There were things I wanted to say to Will. I was sorry I’d gone behind his back to reach my goals. I was sorry I’d made him think that a building was more important to me than the well-being of his friends and neighbors. I was sorry I’d passed out in his bed with a head injury. But I kept my mouth shut, because if I said one of those things, I would say them all and then some. And there was no better way to ruin my already tenuous hold on dignity than sad-girl, nonintoxicated word vomit.

“This turned out pretty nicely,” Will said, nodding toward the general splendor. “I know I haven’t really thanked you for anything you’ve done since you showed up, which is not an accident. But I really appreciate the work you put into this.”

“But just this?” I clarified.

“Well, it shows that you really care about the people here, not just getting your way,” he said carefully. “And I can see the good in that.”

I narrowed my eyes at him, staying silent, which seemed to make Will nervous. He asked, “What?”

“Just waiting for the other shoe to drop. You’re going to follow up with some sort of insult the moment I relax, I just know it.”

He sighed, rolling his eyes. “You wound me.”

“Not yet.”

The trio played the opening strains of “I Will Always Love You,” the good old-fashioned Dolly Parton version, made even more twangy by school superintendent Jack Smallman’s flinty tenor.

“Come on,” Will sighed, stretching his hand toward mine. “Let’s cut a rug. To make up for those dropped shoes.”

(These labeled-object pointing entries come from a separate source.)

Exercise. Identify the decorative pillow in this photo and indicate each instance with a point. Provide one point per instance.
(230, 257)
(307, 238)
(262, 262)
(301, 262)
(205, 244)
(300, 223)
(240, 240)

Before I could say no, he took my hand in his and led me to the blacktop dance floor. His fingers were warm and solid around mine. There was an awkward moment when I wasn’t sure where to put my hands. I hadn’t slow danced with anyone since high school. I just didn’t go to the sort of places that involved standing in one place and swaying. Will had no such problems, confidently pulling me into his arms and holding my right hand at the proper eye level.

He smelled so good, which was sort of weird when you consider how he’d spent the last few days. His red-plaid shirt was washed to softness against my palm. I wanted to lay my head there, to rub the fabric against my cheek. I could feel his breath feathering over my forehead and the warm assurance of his hand against the small of my back. My nipples tingled as he pressed me to his chest.

That was new.

“This is a good song,” I said absently, to take my mind off the whole nipple thing.

“I’ve never cared much for it,” he said.

I snickered. “You prefer the
Bodyguard
version?”

“No, it’s a song about leaving somebody. It’s a song about heartbreak for no good reason. It’s about pointless pain.”

The hurt and weight in his voice had my throat tightening up. Will knew a lot more about pain than I had given him credit for. Losing time with his dad, losing his chance to go to college. No wonder he seemed so bitter about the music hall. You didn’t just get over stuff like that. And here I was, dredging up all of those feelings every time I talked to him. I sucked as a human being.

So, of course, I had to crack a joke before I actually passed out as a result of emotional awkwardness. “Well, that’s way more philosophical than I usually get about songs I remember fondly from middle school dances.”

“Clearly you’ve never sat on the front porch with your buddies analyzing country songs over beers.”